Climate sceptics claim warming pause backs their view
- Published
In the run up to a key global warming report, those sceptical of mainstream opinion on climate change claim they are "winning" the argument.
They say a slowing of temperature rises in the past 15 years means the threat from climate change is exaggerated.
But a leading member of the UN's panel on climate change said the views of sceptics were "wishful thinking".
The pause in warming was a distraction, he said, from the growing scientific certainty about long-term impacts.
Prof Jean Pascal van Ypersele spoke to BBC News ahead of the release of a six-yearly status report into global warming by the UN panel known as the Intergovernmental Panel on Climate Change, or IPCC.
Scientists and government representatives are currently meeting in Stockholm, Sweden, going through the dense, 31-page summary of the state of the physical science behind climate change.
When it is released on Friday, the report is likely to state with even greater certainty than before that the present-day, rapid warming of the planet is man-made.
But climate sceptics have focused their attention on the references to a pause or hiatus in the increase in global temperatures since 1998.
The sceptics believe that this slowdown is the most solid evidence yet that mainstream computer simulations of the Earth's climate - climate models - are wrong.
These computer simulations are used to study the dynamics of the Earth's climate and make projections about future temperature change.
"The sceptics now have a feeling of being on the winning side of the debate thanks to the pause," said Marcel Crok, a Dutch author who accepts the idea that human activities warm the planet, but is sceptical about the scale of the effect.
"You are now starting to see a normalisation of climate science. Suddenly mainstream researchers, who all agree that greenhouse gases play a huge role, start to disagree about the cause of the pause.
"For me this is a relief, it is finally opening up again and this is good."
The view that the sceptics have positively impacted the IPCC is supported by Prof Arthur Petersen, who is a member of the Dutch government team currently examining the report.
"The sceptics are good for the IPCC and the whole process is really flourishing because of this interaction over the past decades," he told BBC News.
"Our best climate researchers are typically very close to really solid, sceptical scientists. In this sense scepticism is not necessarily a negative term."
Others disagree.
Bart Verheggen is an atmospheric scientist and blogger who supports the mainstream view of global warming. He said that sceptics have discouraged an open scientific debate.
"When scientists start to notice that their science is being distorted in public by these people who say they are the champions of the scientific method, that could make mainstream researchers more defensive.

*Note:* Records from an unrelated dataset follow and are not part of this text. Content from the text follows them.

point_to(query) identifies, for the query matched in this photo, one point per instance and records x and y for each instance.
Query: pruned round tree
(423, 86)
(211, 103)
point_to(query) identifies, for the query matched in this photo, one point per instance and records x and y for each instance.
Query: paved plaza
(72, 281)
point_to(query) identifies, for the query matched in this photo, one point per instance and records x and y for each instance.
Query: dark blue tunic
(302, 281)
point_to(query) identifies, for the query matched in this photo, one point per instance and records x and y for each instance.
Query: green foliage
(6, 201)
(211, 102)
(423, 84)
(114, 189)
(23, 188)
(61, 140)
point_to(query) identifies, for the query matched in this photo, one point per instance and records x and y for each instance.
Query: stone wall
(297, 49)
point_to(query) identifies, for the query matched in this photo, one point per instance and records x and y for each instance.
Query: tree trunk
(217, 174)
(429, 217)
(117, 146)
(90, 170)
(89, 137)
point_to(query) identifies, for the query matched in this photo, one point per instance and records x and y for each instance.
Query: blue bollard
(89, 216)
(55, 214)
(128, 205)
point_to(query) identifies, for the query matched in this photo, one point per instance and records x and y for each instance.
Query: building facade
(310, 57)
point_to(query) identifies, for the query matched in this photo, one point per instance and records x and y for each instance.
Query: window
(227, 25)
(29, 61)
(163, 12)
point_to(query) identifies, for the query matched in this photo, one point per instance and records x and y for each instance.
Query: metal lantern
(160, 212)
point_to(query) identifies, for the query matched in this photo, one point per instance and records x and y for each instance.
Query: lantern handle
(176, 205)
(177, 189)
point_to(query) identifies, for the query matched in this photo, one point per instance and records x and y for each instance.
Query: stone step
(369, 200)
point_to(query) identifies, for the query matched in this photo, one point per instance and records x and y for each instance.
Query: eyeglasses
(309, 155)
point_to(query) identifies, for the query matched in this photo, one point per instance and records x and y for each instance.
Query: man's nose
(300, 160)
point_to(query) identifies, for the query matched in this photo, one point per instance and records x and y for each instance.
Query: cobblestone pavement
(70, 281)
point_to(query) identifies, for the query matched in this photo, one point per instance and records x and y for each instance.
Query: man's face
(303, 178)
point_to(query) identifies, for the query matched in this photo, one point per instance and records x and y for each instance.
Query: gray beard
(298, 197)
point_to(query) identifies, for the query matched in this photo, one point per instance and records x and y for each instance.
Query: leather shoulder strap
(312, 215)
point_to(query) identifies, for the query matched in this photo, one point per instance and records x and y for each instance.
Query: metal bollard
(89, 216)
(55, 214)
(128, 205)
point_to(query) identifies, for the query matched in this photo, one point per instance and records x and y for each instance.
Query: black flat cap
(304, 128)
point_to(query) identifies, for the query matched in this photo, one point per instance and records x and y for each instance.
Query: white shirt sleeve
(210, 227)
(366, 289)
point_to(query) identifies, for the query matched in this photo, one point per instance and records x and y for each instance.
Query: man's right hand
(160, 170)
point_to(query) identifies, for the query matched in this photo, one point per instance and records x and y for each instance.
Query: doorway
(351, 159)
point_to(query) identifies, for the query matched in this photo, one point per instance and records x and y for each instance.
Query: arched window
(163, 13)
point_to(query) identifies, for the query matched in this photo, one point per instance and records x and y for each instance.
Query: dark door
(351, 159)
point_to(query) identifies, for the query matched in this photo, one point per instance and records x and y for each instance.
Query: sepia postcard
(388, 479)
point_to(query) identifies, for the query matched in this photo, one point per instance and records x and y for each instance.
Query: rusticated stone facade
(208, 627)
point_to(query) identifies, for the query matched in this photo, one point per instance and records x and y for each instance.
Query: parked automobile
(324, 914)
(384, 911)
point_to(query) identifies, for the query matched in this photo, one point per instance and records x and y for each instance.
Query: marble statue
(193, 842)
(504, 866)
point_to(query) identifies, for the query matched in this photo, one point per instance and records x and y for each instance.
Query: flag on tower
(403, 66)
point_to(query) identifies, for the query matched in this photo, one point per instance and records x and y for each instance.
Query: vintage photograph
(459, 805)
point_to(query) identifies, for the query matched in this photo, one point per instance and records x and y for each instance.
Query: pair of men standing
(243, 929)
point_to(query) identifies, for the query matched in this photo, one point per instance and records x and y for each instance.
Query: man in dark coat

"Scientists probably think twice now about writing things down. They probably think twice about how this could be twisted by contrarians."
Sensitive debate
In 2007, the IPCC defined the range for what's termed "equilibrium climate sensitivity". This term refers to the likely span of temperatures that would occur following a doubling of CO2 concentrations in the atmosphere.
The panel's last report said temperatures were likely to rise within the range of 2C to 4.5C with a best estimate of 3C.
The new report is believed to indicate a range of 1.5C to 4.5C with no best estimate indicated.
Although that might not appear like much of a change, many sceptics believe it exposes a critical flaw.
"In the last year, we have seen several studies showing that climate sensitivity is actually much less than we thought for the last 30 years," said Marcel Crok.
"And these studies indicate that our real climate shows a sensitivity of between 1.5C and 2C, but the climate models on which these future doom scenarios are based warm up three degrees under a doubling of CO2."
But other researchers who are familiar with the text believe that the sceptics are reading too much into a single figure.
"Some of what the sceptics are saying is either wishful thinking or totally dishonest," Prof van Ypersele, who is vice-chair of the IPCC, told BBC News.
"It is just a change in a lower border [of the range of temperature rise]. Even if this turns out to be the real sensitivity, instead of making the challenge extremely, extremely, extremely difficult to meet, it is only making it extremely, extremely difficult.
"Is that such a big change?"
Prof van Ypersele points out that many other aspects of the forthcoming report are likely to give greater certainty to the scale of impacts of a warming world. The predictions for sea level rise are likely to be considerably strengthened from 2007. There is also likely to be a clearer understanding of the state of sea ice.